Just about any layman can tell you that the Library of Alexandria is the most famous of lost libraries. But what is the most famous of lost books? Would you believe me if I told you it was the first book ever printed?
The Gutenberg Bible was not identified as the first book ever printed in the West until as late as the 18th century. When I first came across this fact, my initial question was simple: how was this possible? How could an artifact as momentous as the first printed book disappear over time?
The problem started with capitalism. Competing interests in the late 15th century led different printers to claim they were the first, or had some affiliation with the first. That’s no-brainer advertising: I’m the best—I invented it! Even as early as 1472, a letter referring to Gutenberg states that “they say” he invented printing. Confusion abounded. Some people claimed Gutenberg was the inventor; others put their money on Johann Fust, famous for the lawsuit he won against Gutenberg; still others argued for Nicolaus Jenson or Laurens Coster.
Considering that in the first printed book there was no colophon, which would have clearly stated the name of the printer and the year of printing, it’s no surprise that truth turned to murky gossip over the years.

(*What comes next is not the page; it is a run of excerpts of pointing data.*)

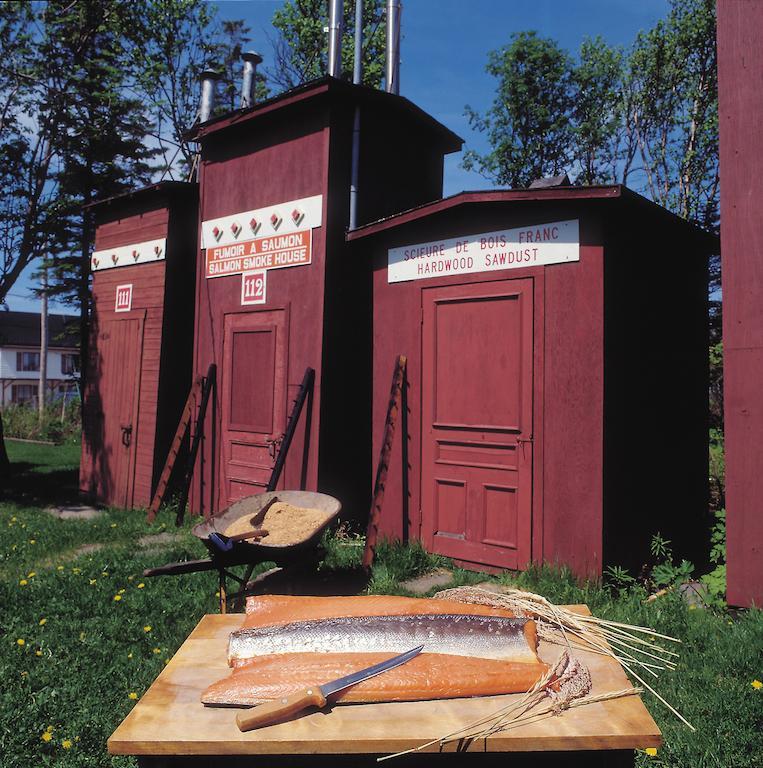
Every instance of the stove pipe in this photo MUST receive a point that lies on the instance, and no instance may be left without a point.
(394, 12)
(335, 38)
(249, 80)
(208, 79)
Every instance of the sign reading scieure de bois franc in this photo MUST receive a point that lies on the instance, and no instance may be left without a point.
(530, 246)
(266, 238)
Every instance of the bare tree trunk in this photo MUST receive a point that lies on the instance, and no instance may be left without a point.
(5, 464)
(43, 385)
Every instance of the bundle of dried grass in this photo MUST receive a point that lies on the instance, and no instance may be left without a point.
(633, 646)
(566, 684)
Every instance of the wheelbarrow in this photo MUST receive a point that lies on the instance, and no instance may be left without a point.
(226, 553)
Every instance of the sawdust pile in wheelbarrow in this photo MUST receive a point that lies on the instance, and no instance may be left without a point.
(285, 523)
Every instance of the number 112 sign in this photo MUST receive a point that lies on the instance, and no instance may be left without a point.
(253, 287)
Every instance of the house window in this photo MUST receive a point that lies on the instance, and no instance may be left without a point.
(68, 364)
(27, 361)
(23, 393)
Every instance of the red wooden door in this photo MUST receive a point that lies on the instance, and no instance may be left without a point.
(254, 399)
(477, 422)
(121, 343)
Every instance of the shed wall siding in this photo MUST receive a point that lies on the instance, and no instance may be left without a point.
(740, 72)
(245, 172)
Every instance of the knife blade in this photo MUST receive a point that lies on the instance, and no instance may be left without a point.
(315, 696)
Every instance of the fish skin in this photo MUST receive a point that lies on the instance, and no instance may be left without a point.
(486, 637)
(265, 610)
(428, 676)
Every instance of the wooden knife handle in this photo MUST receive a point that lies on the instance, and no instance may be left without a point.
(257, 532)
(280, 709)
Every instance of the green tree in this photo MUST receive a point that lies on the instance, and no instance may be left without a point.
(597, 113)
(529, 126)
(301, 48)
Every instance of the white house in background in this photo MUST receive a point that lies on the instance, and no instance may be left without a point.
(20, 356)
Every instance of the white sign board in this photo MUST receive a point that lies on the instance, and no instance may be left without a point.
(254, 287)
(124, 298)
(277, 219)
(127, 255)
(531, 246)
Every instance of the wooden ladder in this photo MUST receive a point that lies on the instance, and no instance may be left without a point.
(180, 432)
(397, 406)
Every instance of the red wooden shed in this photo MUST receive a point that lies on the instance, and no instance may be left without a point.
(139, 359)
(557, 375)
(276, 292)
(740, 106)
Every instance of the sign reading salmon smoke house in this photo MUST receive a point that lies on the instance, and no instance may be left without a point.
(531, 246)
(274, 237)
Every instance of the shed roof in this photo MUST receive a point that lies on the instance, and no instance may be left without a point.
(22, 329)
(325, 87)
(611, 192)
(158, 189)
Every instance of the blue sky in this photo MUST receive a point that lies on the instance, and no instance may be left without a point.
(443, 56)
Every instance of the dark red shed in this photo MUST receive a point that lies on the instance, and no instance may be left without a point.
(740, 106)
(557, 375)
(276, 292)
(139, 361)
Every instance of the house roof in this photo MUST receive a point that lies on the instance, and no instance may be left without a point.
(22, 329)
(166, 188)
(331, 87)
(445, 206)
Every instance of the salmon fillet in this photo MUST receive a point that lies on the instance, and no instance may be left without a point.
(428, 676)
(271, 610)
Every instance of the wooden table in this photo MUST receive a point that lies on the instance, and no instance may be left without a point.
(170, 728)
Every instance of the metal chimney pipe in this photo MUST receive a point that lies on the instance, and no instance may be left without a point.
(208, 79)
(394, 12)
(357, 76)
(335, 38)
(249, 80)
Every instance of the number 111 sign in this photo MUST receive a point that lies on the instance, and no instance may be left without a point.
(253, 285)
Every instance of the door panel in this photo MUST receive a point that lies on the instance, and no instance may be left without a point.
(477, 422)
(122, 345)
(254, 407)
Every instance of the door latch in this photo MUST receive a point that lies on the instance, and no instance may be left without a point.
(274, 445)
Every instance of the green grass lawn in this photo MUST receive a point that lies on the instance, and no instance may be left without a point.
(83, 634)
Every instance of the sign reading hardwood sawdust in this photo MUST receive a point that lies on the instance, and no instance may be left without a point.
(530, 246)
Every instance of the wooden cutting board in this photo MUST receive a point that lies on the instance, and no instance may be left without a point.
(170, 720)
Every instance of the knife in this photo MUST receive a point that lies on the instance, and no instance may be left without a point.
(315, 696)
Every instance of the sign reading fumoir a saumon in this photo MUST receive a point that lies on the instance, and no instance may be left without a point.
(531, 246)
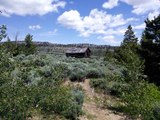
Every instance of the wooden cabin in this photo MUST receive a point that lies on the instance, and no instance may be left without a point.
(78, 52)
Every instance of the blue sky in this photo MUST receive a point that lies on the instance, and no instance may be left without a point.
(76, 21)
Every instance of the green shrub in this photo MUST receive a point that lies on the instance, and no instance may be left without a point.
(140, 101)
(77, 74)
(95, 73)
(99, 84)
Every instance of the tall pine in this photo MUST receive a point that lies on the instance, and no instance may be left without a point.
(129, 37)
(150, 45)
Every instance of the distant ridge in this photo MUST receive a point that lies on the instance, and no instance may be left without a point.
(38, 43)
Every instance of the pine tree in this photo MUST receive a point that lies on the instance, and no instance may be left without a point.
(150, 44)
(30, 47)
(28, 40)
(3, 34)
(129, 37)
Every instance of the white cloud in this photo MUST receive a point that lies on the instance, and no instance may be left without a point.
(105, 26)
(139, 6)
(109, 39)
(139, 27)
(34, 27)
(143, 6)
(96, 23)
(49, 33)
(153, 14)
(110, 4)
(30, 7)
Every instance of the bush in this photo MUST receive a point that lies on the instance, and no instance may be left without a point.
(77, 75)
(140, 101)
(99, 84)
(95, 73)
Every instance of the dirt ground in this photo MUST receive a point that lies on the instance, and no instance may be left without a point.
(91, 109)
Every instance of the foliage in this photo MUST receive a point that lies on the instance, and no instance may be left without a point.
(31, 83)
(100, 84)
(3, 33)
(140, 101)
(30, 47)
(150, 51)
(129, 38)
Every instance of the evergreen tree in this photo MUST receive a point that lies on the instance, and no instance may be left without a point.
(150, 44)
(129, 37)
(3, 34)
(28, 40)
(30, 47)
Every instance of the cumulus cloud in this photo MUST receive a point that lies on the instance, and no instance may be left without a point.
(143, 6)
(110, 4)
(34, 27)
(139, 27)
(49, 33)
(97, 22)
(139, 6)
(30, 7)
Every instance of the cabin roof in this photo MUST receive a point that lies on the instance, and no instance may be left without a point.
(77, 50)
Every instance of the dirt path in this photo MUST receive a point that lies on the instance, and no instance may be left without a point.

How then did collectors ever find this first printed book after hundreds of years of rumor and speculation? The first step was separating the true inventor from his competitors. In the 18th century, all of the most important documents on Gutenberg were made available to the public. With the facts on paper all in one place, Gutenberg became the first and best choice of most scholars as the inventor. But what was the first book that he published?
To this, we turn to another book. Scholars noted a detail from one of the earliest accounts on the history of printing, Ulrich Zel’s Cologne Chronicle from 1499. Not only did Zel favor Gutenberg as the inventor, but he named the first book a Latin Bible, printed with very large type.

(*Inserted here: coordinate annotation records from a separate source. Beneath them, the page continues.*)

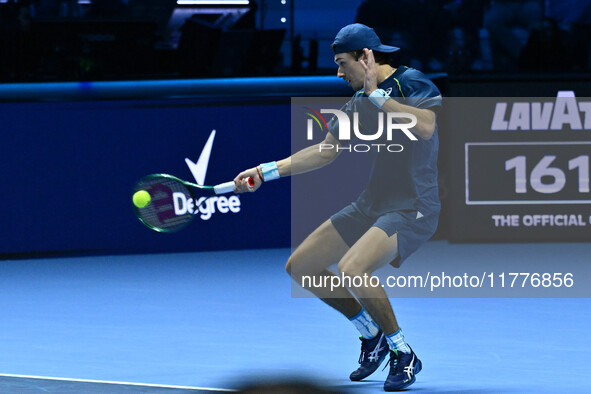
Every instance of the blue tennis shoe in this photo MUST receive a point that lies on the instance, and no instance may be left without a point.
(373, 352)
(403, 368)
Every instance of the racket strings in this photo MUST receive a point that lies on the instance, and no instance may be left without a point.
(160, 214)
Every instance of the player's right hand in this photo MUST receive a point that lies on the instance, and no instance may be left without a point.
(241, 181)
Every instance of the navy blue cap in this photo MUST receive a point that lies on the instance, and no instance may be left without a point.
(357, 36)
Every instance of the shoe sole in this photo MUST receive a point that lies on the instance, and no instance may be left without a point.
(376, 368)
(418, 369)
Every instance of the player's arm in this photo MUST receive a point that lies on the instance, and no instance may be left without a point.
(305, 160)
(425, 117)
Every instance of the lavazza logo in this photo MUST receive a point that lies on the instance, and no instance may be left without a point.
(394, 121)
(205, 207)
(566, 110)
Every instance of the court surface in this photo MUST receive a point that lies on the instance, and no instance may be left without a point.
(209, 322)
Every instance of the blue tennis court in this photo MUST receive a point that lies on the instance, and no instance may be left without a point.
(213, 321)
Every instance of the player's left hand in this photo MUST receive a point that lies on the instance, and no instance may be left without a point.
(241, 181)
(368, 62)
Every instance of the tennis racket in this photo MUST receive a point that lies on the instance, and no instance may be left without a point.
(172, 203)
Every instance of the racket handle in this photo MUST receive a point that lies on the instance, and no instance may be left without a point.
(228, 187)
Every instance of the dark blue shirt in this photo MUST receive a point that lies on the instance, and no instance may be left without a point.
(405, 180)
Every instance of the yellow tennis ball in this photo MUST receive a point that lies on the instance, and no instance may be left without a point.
(141, 198)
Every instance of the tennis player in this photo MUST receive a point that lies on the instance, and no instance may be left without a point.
(396, 213)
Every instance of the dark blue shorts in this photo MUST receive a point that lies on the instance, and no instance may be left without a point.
(412, 228)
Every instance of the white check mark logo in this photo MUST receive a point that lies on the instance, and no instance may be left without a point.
(199, 169)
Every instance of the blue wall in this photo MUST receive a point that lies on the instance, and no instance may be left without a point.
(68, 167)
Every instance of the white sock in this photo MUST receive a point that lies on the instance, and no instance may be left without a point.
(365, 324)
(396, 342)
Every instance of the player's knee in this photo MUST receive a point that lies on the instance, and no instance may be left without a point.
(350, 267)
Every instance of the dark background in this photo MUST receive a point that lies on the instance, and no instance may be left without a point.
(94, 95)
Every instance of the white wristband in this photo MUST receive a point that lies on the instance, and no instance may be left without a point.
(378, 97)
(270, 171)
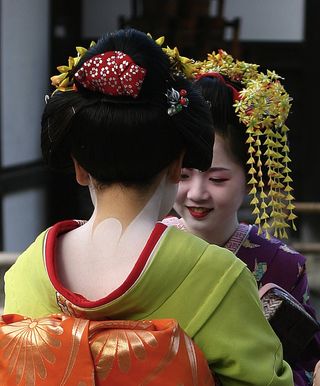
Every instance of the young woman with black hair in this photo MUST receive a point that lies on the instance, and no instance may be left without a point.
(127, 125)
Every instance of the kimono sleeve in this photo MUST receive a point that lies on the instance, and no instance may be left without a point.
(239, 343)
(28, 291)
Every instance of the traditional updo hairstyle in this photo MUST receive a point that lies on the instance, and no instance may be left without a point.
(219, 96)
(124, 139)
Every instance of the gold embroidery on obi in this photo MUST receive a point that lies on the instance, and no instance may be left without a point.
(27, 345)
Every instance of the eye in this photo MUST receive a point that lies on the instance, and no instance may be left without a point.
(217, 180)
(184, 176)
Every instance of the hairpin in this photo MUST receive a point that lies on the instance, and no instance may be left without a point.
(177, 100)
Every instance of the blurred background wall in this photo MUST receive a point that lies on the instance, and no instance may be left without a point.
(38, 35)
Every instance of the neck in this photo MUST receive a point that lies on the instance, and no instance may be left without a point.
(121, 203)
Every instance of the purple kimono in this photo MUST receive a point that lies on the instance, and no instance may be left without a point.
(272, 261)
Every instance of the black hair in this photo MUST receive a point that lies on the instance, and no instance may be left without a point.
(226, 123)
(124, 139)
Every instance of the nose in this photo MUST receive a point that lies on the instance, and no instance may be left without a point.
(198, 190)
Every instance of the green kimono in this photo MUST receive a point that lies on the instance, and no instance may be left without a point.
(206, 288)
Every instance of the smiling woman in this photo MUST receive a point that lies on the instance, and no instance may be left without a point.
(250, 138)
(210, 200)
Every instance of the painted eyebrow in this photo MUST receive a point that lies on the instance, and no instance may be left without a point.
(217, 169)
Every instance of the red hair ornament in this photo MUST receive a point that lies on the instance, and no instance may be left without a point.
(112, 73)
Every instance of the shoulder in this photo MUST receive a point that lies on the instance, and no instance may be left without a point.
(219, 261)
(274, 247)
(29, 257)
(27, 287)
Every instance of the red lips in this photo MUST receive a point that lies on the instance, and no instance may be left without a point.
(198, 212)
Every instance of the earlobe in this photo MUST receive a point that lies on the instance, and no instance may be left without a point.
(82, 176)
(174, 170)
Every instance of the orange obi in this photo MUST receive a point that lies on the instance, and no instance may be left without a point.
(63, 350)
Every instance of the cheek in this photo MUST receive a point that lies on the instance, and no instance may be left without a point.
(182, 192)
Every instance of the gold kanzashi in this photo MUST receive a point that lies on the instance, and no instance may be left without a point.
(64, 81)
(263, 108)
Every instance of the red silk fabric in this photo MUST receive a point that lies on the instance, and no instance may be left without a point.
(62, 350)
(112, 73)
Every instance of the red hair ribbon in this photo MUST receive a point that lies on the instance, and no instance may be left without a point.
(112, 73)
(235, 92)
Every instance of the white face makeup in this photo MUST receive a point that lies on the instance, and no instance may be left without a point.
(208, 201)
(121, 242)
(101, 247)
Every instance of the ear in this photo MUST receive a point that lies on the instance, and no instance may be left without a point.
(174, 169)
(82, 176)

Armed with these clues, the Gutenberg Bible was then discovered in Cardinal Mazarin’s library at Paris in 1763. (This is why the book is sometimes called the Mazarin Bible.)
I can’t help but wonder, like Dr. Rosenbach (the greatest American book dealer of the 20th century), how many people must have touched the pages of that Bible without ever knowing that they were handling history.
How many of you have seen a Gutenberg Bible? Or a book printed in the 15th century?